2. Should a dialysis facility or nephrologist be required to
disclose information on joint venture arrangements to patients for
improved transparency?
3. Do joint ventures between nephrologists and dialysis
facilities have an impact on resource use, patient care, and/or
choice of modality? If so, please describe how joint venture
arrangements affect resource use, patient care, or choice of
modality.
III. Collection of Information Requirements
This is a request for information (RFI) only.

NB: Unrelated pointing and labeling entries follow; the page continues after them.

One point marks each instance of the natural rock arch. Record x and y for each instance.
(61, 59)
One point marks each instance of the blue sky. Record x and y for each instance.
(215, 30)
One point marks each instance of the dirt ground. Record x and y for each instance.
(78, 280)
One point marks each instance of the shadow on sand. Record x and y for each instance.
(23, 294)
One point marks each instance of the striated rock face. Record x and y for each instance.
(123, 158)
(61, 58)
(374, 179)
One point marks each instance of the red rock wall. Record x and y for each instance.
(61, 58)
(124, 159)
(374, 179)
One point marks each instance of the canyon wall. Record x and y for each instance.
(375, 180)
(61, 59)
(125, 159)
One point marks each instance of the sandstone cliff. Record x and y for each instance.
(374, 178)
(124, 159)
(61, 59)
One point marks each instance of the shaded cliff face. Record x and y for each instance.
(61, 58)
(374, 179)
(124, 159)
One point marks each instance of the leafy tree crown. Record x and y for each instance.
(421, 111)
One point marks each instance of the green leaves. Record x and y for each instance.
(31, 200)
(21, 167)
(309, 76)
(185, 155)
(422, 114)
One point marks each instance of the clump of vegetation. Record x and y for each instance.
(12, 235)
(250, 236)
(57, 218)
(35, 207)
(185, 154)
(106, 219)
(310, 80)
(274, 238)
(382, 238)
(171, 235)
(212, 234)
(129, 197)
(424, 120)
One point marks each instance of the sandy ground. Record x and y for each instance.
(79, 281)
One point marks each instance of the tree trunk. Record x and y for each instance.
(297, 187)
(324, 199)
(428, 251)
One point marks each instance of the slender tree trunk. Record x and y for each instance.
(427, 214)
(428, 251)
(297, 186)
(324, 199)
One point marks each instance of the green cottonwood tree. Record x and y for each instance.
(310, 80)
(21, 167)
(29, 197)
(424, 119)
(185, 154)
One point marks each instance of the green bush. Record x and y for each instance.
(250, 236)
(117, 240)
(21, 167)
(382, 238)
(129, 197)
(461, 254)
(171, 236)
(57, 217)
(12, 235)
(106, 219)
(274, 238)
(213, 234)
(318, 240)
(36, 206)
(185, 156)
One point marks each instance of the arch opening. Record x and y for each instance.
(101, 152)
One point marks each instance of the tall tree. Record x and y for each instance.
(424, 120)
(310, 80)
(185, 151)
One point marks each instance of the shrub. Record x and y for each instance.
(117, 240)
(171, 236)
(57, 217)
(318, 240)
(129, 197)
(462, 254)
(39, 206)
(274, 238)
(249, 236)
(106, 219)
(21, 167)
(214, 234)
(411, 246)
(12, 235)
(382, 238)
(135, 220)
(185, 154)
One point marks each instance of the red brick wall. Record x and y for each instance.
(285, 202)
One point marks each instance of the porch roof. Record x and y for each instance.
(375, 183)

In accordance with
the implementing regulations of the Paperwork Reduction Act of 1995
(PRA), specifically 5 CFR 1320.3(h)(4), this general solicitation is
exempt from the PRA. Facts or opinions submitted in response to general
solicitations of comments from the public, published in the Federal
Register or other publications, regardless of the form or format
thereof, provided that no person is required to supply specific
information pertaining to the commenter, other than that necessary for
self-identification, as a condition of the agency's full consideration,
are not generally considered information collections and therefore not
subject to the PRA.
This RFI is issued solely for information and planning purposes; it
does not constitute a Request for Proposal (RFP), applications,
proposal abstracts, or quotations. This RFI does not commit the United
States Government to contract for any supplies or services or make a
grant award. Further, we are not seeking proposals through this RFI and
will not accept unsolicited proposals. Responders are advised that the
United States Government will not pay for any information or
administrative costs incurred in response to this RFI; all costs
associated with responding to this RFI will be solely at the interested
party's expense. We note that not responding to this RFI does not
preclude participation in any future procurement, if conducted. It is
the responsibility of the potential responders to monitor this RFI
announcement for additional information pertaining to this request. In
addition, we note that CMS will not respond to questions about the
policy issues raised in this RFI.
We will consider all input as we develop future regulatory
proposals or future subregulatory policy guidance.
[[Page 68608]]
We may or may not choose to contact individual responders. Such
communications would be for the sole purpose of clarifying statements
in the responders' written responses. Contractor support personnel may
be used to review responses to this RFI. Responses to this RFI are not
offers and cannot be accepted by the Government to form a binding
contract or issue a grant. Information obtained as a result of this RFI
may be used by the Government for program planning on a non-attribution
basis. Respondents should not include any information that might be
considered proprietary or confidential. This RFI should not be
construed as a commitment or authorization to incur costs for which
reimbursement would be required or sought. All submissions become
United States Government property and will not be returned. In
addition, we may publicly post the public comments received, or a
summary of those public comments.
I, Chiquita Brooks-LaSure, Administrator of the Centers for
Medicare & Medicaid Services, approved this document on August 4, 2021.
Xavier Becerra,
Secretary, Department of Health and Human Services.